Asked if he knew of British Jews considering leaving Britain over the issue, Lord Sacks responded, “Of course”.

“When people hear the kind of language that’s coming out of Labour, that’s brought to the surface among Jeremy Corbyn’s earlier speeches, they cannot but feel an existential threat,” he said, adding: “Jeremy Corbyn must repent and recant as quickly as possible so as to regain the trust of the Jewish and general public.”

But John McDonnell, Labour’s shadow chancellor, told Andrew Marr that Lord Sacks had “got it wrong” over claims Mr Corbyn is an antisemite.

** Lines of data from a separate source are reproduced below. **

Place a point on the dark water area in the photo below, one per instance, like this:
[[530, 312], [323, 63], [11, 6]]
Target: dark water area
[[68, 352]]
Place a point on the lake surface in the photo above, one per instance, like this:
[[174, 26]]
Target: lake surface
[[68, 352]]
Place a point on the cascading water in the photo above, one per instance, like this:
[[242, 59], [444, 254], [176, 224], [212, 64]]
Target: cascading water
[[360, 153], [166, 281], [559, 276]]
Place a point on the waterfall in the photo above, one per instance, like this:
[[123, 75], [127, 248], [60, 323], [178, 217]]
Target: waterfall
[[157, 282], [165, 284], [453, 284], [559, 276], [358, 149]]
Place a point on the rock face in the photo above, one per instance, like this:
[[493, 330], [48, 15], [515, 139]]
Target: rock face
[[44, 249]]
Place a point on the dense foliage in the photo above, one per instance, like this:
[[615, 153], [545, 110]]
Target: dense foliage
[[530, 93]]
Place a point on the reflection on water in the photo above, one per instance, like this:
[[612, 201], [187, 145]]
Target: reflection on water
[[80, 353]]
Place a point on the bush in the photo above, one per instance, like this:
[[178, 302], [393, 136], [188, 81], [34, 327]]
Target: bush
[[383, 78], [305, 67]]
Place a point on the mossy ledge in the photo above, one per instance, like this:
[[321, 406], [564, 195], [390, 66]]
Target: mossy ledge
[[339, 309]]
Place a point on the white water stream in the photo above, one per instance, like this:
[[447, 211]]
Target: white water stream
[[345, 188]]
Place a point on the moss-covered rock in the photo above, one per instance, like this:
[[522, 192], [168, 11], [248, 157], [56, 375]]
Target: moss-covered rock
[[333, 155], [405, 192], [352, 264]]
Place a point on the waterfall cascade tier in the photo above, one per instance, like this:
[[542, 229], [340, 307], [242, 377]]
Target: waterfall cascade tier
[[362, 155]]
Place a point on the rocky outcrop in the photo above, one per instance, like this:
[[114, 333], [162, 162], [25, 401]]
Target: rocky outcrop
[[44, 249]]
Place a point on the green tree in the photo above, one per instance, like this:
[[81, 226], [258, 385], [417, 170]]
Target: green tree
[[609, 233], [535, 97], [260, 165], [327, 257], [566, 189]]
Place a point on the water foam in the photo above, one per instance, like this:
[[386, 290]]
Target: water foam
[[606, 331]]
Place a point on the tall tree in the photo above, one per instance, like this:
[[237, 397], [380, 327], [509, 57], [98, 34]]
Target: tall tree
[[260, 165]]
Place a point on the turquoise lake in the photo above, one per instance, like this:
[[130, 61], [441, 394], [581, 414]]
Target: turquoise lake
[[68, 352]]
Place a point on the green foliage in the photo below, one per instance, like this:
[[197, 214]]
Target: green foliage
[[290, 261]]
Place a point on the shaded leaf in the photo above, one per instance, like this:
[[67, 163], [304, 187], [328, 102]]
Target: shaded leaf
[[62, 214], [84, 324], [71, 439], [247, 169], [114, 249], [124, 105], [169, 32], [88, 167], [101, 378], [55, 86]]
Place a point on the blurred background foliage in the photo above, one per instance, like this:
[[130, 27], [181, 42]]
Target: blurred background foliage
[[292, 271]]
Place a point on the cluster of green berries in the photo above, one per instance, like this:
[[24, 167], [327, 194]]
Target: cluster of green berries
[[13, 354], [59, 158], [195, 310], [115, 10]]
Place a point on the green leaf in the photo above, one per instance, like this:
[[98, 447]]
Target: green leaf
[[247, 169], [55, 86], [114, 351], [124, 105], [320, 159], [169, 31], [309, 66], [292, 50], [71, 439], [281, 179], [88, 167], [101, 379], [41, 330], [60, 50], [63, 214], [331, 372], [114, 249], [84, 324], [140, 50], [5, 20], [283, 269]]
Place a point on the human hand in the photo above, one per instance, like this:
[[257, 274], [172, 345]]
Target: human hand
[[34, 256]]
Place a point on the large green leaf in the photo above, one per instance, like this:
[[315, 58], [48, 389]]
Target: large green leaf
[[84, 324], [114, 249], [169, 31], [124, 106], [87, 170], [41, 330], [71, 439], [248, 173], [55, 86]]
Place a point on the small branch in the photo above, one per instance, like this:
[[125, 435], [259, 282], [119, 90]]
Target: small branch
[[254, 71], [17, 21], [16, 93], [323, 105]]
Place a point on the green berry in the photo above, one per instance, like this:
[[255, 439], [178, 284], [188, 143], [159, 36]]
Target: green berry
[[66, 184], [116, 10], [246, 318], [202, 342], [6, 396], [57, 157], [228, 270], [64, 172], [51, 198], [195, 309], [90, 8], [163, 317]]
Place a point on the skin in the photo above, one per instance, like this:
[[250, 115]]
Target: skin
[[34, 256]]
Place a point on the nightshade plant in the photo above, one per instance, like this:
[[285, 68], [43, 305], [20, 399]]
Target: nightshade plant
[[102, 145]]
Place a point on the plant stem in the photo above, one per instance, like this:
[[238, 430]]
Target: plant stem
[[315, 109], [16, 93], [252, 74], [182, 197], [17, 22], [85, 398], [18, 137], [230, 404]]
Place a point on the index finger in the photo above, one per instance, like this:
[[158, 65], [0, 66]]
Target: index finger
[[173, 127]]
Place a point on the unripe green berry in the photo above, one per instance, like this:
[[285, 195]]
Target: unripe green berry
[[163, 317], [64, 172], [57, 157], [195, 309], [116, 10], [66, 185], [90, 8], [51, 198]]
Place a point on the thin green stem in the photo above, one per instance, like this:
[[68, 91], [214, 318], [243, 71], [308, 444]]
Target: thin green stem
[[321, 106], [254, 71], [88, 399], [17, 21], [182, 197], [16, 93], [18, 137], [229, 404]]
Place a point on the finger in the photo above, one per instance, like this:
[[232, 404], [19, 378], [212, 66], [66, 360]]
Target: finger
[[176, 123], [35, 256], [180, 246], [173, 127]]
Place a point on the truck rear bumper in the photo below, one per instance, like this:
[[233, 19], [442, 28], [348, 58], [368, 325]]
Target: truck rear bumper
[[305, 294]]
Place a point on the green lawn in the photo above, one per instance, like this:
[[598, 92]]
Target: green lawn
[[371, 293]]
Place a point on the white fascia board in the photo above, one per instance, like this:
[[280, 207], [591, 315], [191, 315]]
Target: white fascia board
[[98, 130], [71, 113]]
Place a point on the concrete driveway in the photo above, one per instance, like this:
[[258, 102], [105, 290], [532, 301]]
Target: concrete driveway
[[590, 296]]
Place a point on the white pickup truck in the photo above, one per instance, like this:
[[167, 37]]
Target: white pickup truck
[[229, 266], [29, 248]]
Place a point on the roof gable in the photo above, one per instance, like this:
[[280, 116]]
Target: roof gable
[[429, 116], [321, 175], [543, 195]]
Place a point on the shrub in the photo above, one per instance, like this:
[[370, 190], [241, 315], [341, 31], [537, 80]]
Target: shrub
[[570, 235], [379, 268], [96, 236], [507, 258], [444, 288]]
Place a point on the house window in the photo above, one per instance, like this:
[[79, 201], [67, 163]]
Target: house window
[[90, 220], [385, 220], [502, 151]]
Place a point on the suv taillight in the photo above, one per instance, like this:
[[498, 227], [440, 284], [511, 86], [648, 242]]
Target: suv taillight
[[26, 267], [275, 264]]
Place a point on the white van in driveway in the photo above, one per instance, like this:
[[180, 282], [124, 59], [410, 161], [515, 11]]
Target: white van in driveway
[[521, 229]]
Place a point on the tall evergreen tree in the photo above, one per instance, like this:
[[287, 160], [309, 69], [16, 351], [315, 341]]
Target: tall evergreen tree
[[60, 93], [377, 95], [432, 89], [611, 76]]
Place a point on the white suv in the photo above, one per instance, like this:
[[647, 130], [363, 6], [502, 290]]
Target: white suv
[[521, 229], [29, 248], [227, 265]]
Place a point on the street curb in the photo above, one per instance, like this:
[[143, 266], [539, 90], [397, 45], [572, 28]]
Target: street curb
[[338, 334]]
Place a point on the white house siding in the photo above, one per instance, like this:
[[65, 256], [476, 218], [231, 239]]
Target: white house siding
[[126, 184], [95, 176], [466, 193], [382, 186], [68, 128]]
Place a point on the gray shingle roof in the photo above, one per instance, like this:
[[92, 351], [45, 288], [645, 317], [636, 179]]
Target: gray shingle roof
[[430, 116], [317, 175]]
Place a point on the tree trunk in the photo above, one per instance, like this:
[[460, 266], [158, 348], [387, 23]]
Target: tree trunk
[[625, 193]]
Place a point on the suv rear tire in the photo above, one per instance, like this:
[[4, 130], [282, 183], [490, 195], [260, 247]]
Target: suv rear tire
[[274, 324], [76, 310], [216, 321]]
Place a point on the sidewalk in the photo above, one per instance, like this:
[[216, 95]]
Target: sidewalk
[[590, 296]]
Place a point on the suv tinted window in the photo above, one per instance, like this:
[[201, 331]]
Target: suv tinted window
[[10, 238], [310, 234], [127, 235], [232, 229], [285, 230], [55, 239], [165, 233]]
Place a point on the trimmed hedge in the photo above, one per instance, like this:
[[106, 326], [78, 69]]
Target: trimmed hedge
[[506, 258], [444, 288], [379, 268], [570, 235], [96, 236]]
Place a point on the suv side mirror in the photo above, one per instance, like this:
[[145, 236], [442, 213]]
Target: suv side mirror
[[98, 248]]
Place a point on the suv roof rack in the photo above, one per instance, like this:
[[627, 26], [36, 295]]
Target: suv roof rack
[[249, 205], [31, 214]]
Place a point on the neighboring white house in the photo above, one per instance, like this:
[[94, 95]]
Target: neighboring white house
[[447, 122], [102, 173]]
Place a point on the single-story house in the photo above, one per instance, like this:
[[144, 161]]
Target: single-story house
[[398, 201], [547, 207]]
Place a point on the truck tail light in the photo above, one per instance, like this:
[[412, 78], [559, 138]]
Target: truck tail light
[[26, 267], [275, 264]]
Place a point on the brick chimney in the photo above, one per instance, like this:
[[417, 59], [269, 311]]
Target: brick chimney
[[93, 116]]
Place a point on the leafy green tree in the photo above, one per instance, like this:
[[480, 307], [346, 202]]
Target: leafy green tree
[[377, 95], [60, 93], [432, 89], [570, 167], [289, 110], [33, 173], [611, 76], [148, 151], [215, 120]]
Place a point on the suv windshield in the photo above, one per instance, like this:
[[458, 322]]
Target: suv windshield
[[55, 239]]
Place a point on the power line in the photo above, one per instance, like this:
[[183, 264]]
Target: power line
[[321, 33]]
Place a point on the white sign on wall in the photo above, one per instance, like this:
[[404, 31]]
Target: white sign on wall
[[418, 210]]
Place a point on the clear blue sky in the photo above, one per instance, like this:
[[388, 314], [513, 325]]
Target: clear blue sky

“Jeremy Corbyn has made it absolutely clear. We will protect Jewish members of our party from any form of abuse and antisemitism, and we will take action as well,” he said.

“So I just say to Lord Sacks you’ve got it wrong. Come and talk to us. If you sat down with Jeremy Corbyn, I believe you would reach a level of agreement that would help us go forward.”

Mr Corbyn himself has defended the 2013 speech in which he suggested British Zionists do not understand "English irony". He insisted he was referring to a specific group of “pro-Israel activists” and had not used the term Zionist as a “euphemism” for Jewish people.

He claimed he was “now more careful with how I might use the term ‘Zionist’ because a once self-identifying political term has been increasingly hijacked by antisemites as code for Jews”.